Defense Department asked to conduct probe
The MV-22 Osprey is a combat transport aircraft designed to take off and land like a helicopter but fly like an airplane. Critics say the Osprey's revolutionary tilt-rotor design likely contributed to the crashes.
The Marine Corps has invested heavily in the aircraft, slated to replace the aging fleet of Vietnam era CH-46 helicopters. But Leberman instructed Marines in the only Osprey squadron to falsify maintenance records to make the aircraft look better than it really was, a senior Marine official told CNN.
Another Marine made an audio recording of Leberman's instructions on December 29. The Marines released the tape publicly in January.
Leberman was reassigned following the tape's release and may face administrative action or court-martial proceedings for his actions, Marine officials said.
"This may prompt court-martial proceedings, but it remains to be seen what, if any, action will be taken based on the final report," one official said.
Marine Commandant Gen. James Jones initially had ordered an investigation be conducted by the Marine Corps' inspector general, officials said. But Jones later asked the Defense Department inspector general to take over so that the probe would be "independent."
Several Marines may face disciplinary action
The Defense Department inspector general's report determined that "some maintenance records were falsified at the Marine medium tilt rotor training squadron 204 at Marine Corps Air Station (at) New River, North Carolina," according to a Marine official familiar with the report.
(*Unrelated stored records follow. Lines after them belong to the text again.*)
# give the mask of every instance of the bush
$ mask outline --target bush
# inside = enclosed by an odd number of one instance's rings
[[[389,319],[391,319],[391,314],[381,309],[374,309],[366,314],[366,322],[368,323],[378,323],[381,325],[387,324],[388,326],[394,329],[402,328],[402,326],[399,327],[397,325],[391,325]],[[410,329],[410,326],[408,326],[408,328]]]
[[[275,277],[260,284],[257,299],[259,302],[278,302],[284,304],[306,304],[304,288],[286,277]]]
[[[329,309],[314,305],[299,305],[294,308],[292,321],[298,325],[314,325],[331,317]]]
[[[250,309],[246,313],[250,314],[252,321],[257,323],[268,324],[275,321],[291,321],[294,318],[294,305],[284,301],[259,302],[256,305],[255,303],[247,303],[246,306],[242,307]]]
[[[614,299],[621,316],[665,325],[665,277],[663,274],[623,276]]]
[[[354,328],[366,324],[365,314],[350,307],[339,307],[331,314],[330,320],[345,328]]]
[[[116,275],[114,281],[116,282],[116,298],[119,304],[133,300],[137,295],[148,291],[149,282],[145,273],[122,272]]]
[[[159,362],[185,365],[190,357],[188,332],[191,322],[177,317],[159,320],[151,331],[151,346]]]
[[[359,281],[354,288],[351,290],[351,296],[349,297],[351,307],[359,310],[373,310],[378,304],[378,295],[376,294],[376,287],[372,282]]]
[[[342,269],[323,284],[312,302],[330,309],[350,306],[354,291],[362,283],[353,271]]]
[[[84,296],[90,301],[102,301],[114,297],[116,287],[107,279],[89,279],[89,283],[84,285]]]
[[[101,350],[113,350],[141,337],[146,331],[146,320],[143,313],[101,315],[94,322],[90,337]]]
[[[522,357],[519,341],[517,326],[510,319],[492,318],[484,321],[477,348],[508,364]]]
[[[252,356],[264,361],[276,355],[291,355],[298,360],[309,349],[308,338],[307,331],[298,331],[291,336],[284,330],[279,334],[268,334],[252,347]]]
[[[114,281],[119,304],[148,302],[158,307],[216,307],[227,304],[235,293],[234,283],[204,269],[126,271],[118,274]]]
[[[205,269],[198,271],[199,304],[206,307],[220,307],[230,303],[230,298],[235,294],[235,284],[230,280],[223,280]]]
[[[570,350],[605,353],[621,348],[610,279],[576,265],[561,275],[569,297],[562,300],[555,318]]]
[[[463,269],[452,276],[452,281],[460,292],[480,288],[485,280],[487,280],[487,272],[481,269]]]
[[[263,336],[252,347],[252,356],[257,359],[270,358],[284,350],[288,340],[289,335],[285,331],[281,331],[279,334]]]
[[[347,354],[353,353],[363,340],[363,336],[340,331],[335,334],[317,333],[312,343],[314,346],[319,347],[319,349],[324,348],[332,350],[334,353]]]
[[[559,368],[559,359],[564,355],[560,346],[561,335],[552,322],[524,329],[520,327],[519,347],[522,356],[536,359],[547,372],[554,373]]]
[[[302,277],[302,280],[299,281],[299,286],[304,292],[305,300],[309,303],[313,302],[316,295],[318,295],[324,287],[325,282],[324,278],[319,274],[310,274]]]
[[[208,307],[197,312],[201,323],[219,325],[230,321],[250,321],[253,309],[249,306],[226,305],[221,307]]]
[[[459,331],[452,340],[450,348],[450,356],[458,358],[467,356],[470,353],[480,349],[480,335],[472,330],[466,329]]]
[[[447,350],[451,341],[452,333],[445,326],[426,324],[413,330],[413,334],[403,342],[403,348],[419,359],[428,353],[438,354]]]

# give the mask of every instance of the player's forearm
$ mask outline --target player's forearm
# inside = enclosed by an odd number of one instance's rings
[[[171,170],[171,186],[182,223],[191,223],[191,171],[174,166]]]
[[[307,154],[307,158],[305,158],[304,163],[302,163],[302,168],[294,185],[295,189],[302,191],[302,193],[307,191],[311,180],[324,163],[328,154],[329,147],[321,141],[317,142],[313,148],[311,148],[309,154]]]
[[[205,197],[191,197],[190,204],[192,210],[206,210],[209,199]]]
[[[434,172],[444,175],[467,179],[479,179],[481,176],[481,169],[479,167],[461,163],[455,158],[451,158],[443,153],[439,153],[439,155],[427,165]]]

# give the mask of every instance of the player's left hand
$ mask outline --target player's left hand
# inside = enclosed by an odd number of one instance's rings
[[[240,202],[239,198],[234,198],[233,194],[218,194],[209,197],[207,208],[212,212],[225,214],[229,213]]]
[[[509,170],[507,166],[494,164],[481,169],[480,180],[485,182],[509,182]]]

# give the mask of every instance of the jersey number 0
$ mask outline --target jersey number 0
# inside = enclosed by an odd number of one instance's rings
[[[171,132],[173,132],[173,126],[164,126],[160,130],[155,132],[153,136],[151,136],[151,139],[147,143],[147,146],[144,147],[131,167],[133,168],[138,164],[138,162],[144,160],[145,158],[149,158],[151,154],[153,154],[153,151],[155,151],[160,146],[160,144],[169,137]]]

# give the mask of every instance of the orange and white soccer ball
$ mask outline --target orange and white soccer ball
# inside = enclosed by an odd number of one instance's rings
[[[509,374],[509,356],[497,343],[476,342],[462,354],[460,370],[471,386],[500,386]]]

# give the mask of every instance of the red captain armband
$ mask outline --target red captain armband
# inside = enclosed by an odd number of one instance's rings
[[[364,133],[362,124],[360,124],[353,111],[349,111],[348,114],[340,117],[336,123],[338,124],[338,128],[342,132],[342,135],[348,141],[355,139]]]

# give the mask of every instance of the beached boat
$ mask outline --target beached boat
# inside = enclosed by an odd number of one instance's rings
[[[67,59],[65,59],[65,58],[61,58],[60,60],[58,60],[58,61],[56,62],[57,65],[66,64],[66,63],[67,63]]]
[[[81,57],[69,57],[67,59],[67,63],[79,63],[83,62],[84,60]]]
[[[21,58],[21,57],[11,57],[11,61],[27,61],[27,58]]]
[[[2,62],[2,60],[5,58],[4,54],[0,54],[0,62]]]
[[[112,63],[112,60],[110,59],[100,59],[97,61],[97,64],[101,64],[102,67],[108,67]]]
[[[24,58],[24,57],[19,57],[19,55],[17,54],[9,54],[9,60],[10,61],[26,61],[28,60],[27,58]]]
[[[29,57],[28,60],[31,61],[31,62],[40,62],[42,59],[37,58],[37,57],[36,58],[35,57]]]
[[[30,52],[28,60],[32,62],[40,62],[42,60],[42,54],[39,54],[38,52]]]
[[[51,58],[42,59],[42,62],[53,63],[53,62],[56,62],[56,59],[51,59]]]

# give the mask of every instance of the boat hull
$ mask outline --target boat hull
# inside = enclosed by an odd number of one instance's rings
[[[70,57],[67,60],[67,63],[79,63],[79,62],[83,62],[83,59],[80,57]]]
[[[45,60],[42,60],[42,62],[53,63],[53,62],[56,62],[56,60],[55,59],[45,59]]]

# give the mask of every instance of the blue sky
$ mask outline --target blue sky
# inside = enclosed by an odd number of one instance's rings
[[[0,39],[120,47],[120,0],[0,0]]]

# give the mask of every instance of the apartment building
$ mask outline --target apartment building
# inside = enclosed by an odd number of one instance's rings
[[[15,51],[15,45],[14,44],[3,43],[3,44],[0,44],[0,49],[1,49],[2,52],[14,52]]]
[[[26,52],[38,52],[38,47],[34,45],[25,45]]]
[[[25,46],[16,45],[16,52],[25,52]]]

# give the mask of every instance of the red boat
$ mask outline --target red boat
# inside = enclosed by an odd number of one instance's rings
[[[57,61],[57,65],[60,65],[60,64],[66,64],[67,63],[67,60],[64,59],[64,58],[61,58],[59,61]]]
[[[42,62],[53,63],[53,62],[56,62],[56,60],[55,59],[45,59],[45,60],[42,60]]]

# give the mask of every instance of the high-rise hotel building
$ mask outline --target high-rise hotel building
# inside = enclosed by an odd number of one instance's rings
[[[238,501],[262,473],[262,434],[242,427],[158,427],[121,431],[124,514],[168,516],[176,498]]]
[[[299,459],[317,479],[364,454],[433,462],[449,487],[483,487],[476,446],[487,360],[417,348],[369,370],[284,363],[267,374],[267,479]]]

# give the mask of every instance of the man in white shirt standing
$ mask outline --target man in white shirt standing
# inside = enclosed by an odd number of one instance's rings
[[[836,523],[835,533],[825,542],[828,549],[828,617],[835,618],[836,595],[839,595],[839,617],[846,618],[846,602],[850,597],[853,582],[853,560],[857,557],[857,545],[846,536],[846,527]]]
"The period of falsification was limited to the period from December 20 (2000) to January 11," he said.
Investigators found that "a small number of Marine officers (other than Leberman) knew of the falsification and took no action to report it," the official said.
He said those officers also may face disciplinary action for their failure to report the wrongdoing.
The report was forwarded Friday from the Defense Department inspector general to the Marine Corps leadership and is expected to be made public at the Pentagon "on or about July 9," the officer said.
The Defense Department inspector general's office conducted some 700 interviews and reviewed more than 3,000 maintenance records, 38 computer hard drives and more than 219,000 e-mails and 84,000 attachments, officials said.